NIJKERK, Pays-Bas – Quand il était enfant, Pieter van Oordt accompagnait souvent son père, Karel, un des aînés de la famille van Oordt lors de ses courses hebdomadaires à la recherche de produits spécifiquement fabriqués en Israël.

Karel était homme d'affaires chrétien sioniste d’Amersfoort, à environ 40km à l'est d'Amsterdam, qui a cherché à renforcer économiquement l'Etat hébreu en achetant ses exportations pour nourrir sa famille de huit personnes. Mais cela n'a pas été facile.

"A l’épicerie, mon père demandait des oranges de Jaffa, mais il n’y en avait pas » se rappelle Pieter van Oordt. "Ensuite, au magasin d'alcool, papa demandait des vins israéliens. Même réponse. "

Quatre décennies plus tard, les produits israéliens et des milliers d'autres sont disponibles aux Pays-Bas grâce au groupe de défense international fondé par Karel van Oordt en 1979. Pieter et son frère, Roger, gèrent les Chrétiens pour Israël depuis la mort de leur père en 2013.

Grâce à sa propre agence d'importation, le Centre de produit d’Israël, ou IPC, l'organisation importe 120.000 bouteilles de vin israélien chaque année, ainsi que de nombreuses tonnes de produits cosmétiques de la Mer Morte et d'autres marchandises. La plupart des produits sont vendus dans le magasin d’IPC, sur son site Web ou grâce à 200 volontaires faisant du porte-à-porte, en majorité des femmes.

L'expérience est unique en Europe, l'IPC favorise ouvertement la vente de biens des implantations, une partie d'un effort conscient pour renforcer le mouvement des « colons » et repousser les efforts européens qui veut marquer les marchandises produites en Israël.

Un chrétien hollandais encourage l’achat de produits israéliens pour lutter contre le marquage demandé par l’UE

Le mois dernier, dans une lettre dans le nouveau catalogue de la société, Pieter van Oordt, qui dirige IPC, a spécifiquement exhorté ses clients à acheter deux marques de vin, des dattes et des produits oléicoles produits en Cisjordanie [Judée- Samarie].
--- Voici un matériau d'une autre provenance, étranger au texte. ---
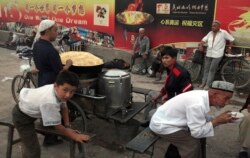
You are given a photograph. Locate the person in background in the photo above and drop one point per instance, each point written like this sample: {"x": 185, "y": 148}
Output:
{"x": 141, "y": 48}
{"x": 184, "y": 119}
{"x": 244, "y": 129}
{"x": 46, "y": 57}
{"x": 216, "y": 42}
{"x": 30, "y": 39}
{"x": 48, "y": 62}
{"x": 12, "y": 40}
{"x": 178, "y": 79}
{"x": 49, "y": 104}
{"x": 157, "y": 66}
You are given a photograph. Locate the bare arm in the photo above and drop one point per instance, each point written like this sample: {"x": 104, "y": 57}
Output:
{"x": 72, "y": 134}
{"x": 69, "y": 62}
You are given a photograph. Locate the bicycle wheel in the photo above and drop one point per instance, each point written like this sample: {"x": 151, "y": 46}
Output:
{"x": 193, "y": 68}
{"x": 17, "y": 84}
{"x": 236, "y": 71}
{"x": 78, "y": 122}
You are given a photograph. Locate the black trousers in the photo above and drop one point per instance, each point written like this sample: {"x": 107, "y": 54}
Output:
{"x": 26, "y": 128}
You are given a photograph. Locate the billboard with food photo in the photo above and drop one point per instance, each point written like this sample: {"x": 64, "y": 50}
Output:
{"x": 87, "y": 14}
{"x": 165, "y": 21}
"Maintenant, le gouvernement veut que nous disions que nos produits ne sont pas d'Israël», a déclaré Pieter van Oordt, se référant à l'adoption en Novembre d’un règlement de l’UE exigeant que les marchandises produites dans les implantations israéliennes soient étiquetées comme étant originaire du territoire palestinien. "Nous devons dire à nos clients que ce n'est pas vrai."

La plupart des clients d’IPC sont probablement d'accord avec van Oordt. Les clients les plus fidèles de la société sont des partisans idéologiques du mouvement « les chrétiens pour Israël », qui est populaire parmi les protestants européens qui croient qu'il est de leur devoir religieux et moral d'aider les Juifs à retourner sur leurs terres ancestrales.
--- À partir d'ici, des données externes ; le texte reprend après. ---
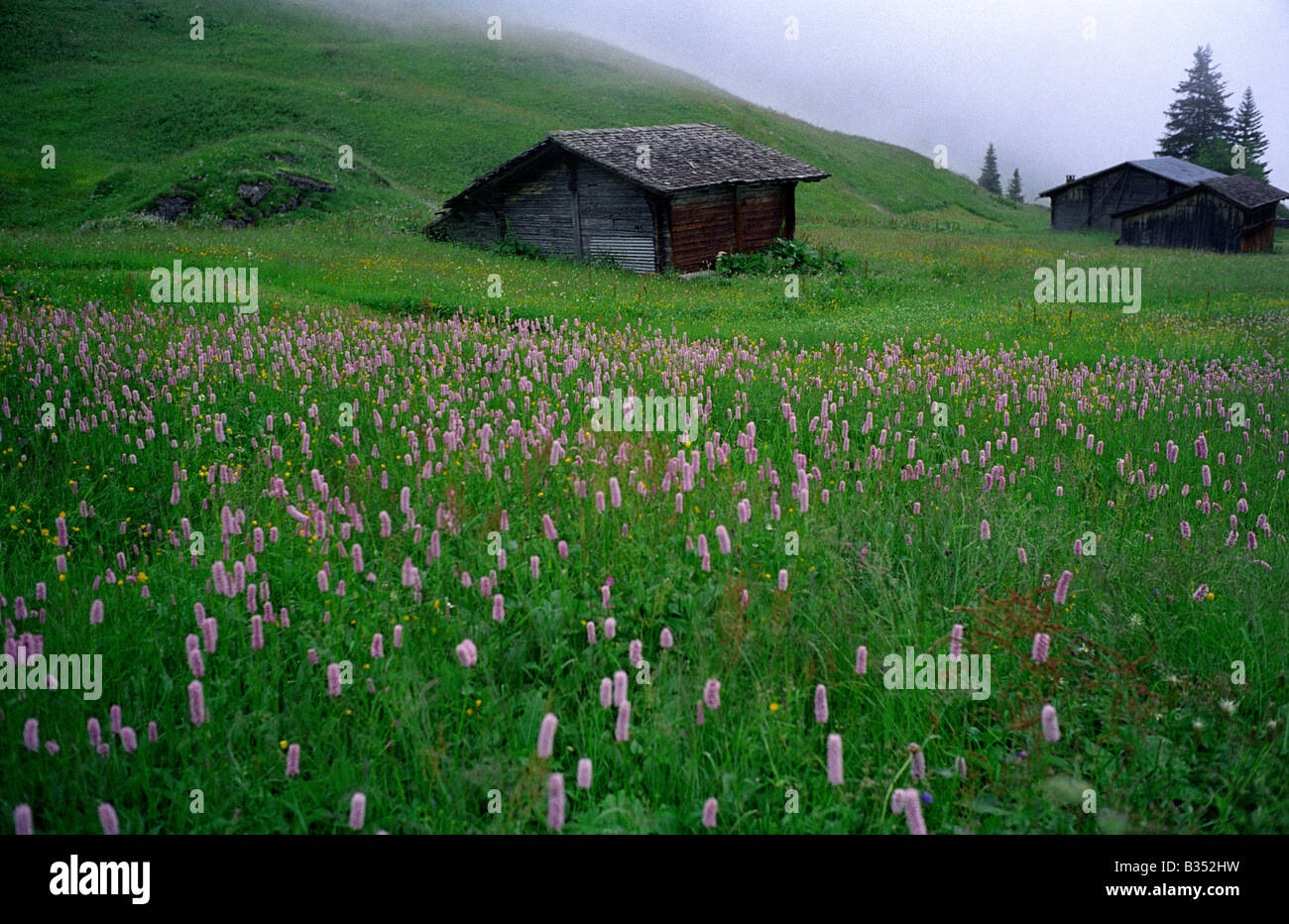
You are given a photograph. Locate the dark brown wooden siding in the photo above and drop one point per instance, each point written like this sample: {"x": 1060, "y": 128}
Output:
{"x": 1203, "y": 222}
{"x": 535, "y": 206}
{"x": 701, "y": 227}
{"x": 617, "y": 218}
{"x": 1092, "y": 202}
{"x": 762, "y": 211}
C’est cette obligation qui a conduit 300 donateurs à prêter de l'argent pour la création de l'IPC par Karel van Oordt en 1980. Depuis lors, l'entreprise a connu une croissance exceptionnelle, de l’ordre d’un stand de souvenirs à une société dont les revenus annuels sont de plusieurs millions de dollars et des bénéfices substantiels, selon Pieter van Oordt, qui a refusé de fournir des chiffres exacts.
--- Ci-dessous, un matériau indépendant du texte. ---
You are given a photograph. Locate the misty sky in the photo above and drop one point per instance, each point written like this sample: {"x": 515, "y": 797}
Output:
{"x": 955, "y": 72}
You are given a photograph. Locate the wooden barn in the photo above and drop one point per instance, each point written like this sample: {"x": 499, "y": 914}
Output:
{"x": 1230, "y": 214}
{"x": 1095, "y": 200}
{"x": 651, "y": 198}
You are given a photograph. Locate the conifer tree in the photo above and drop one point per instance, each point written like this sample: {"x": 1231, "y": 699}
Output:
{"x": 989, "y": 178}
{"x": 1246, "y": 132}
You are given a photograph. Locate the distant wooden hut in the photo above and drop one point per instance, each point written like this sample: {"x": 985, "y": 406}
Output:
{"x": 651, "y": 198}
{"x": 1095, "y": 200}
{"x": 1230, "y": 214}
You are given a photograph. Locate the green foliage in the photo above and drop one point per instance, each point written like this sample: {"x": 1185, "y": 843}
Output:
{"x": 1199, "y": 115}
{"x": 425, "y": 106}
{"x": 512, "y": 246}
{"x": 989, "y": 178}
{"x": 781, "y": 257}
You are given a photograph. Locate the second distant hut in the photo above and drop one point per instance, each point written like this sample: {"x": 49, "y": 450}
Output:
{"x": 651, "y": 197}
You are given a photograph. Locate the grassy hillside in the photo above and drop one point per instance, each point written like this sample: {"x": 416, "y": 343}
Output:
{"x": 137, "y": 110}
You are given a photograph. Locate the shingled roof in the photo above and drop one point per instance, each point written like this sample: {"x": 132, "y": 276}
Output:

Les importations d’IPC remplissent un entrepôt de stockage souterrain de la taille de trois courts de tennis à Nijkerk, une banlieue paisible d’Amersfoort. L’entrepôt est dispose des détergents de Haïfa, des aliments israéliens emblématiques comme la soupe aux noix d’Osem et de marchandises exotiques comme l'huile d'avocat et du zaatar, un mélange d'épices.

Plus récemment, IPC a ajouté un centre de formation entièrement meublé pour esthéticiennes, où les seuls produits utilisés proviennent de la mer Morte. Environ 500 esthéticiennes y suivent une formation chaque année.

Pieter van Oordt se concentre sur un nouveau projet. Lors de son dernier voyage en Israël, il a découvert une boutique près de la capitale qui fait des semelles de chaussures en cuir "qui marchent vraiment," dit-il.

"Les premiers clients disent que c’est comme marcher sur un nuage», a déclaré Pieter, "avec l'avantage supplémentaire d'avoir Jérusalem à vos pieds."